June 3, 2014

One of the often repeated stories that Sansei who grew up the ’50s and ’60s tell is of learning about the wartime removal and incarceration of their families during World War II in college or through reading a book or seeing a documentary film—and not by hearing about it from parents or other family members. Perhaps as a result, many of us have redoubled efforts to tell this story to children, whether our own or to groups of children in schools or on field trips. One of the tools we have to do this are books for children and young adults. Once few in number, we have seen a tremendous upsurge in titles on the incarceration, such that even those of us who pay attention to this subject can lose track.

Over the past year or so, Jan Kamiya, a young adult librarian here in Honolulu, has been reading the dozens of new and old children’s books on some aspect of the incarceration story and has produced an excellent encyclopedia article on these books: Children’s and young adults’ books on incarceration. In addition to the narrative overview in the article, she has also worked to create as comprehensive a list of children’s/young adult books as possible, divided into several categories. (There is one category of books that is missing, at least for now: the many that are published outside of mainstream publishing houses, a group Jan is calling the independent/e-book/self-published category. We’ll be adding list of these books to the article later on.)
If you are at all interested in these books, take a look at the article and list. Are there any other books you know about that are missing? Jan will be adding separate articles that include more information on many of these books in the weeks to come.

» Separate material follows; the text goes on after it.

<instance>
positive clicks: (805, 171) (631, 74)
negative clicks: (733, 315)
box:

Other newly added articles address other legacies of the camps, starting with one of the most popular fictional accounts of the incarceration, Jamie Ford’s novel The Hotel on the Corner of Bitter and Sweet. The Nisei Student Relocation Commemorative Fund is an organization formed by Nisei who were able to leave camp and go to college with the help of many good samaritans and who have chosen to honor their benefactors by helping young people today. Adding to his contributions on key postwar legal cases, Greg Robinson writes about Oyama v. California, the Supreme Court case that effectively ended the power of the alien land laws. Finally, we’ve added two new articles by UC Berkeley Ph.D. student Jeffrey Yamashita on Fort Snelling, the second home of the Military Intelligence Service Language School, and on Frank “Foo” Fujita, a Nisei soldier who was a prisoner of war of the Japanese Imperial Army.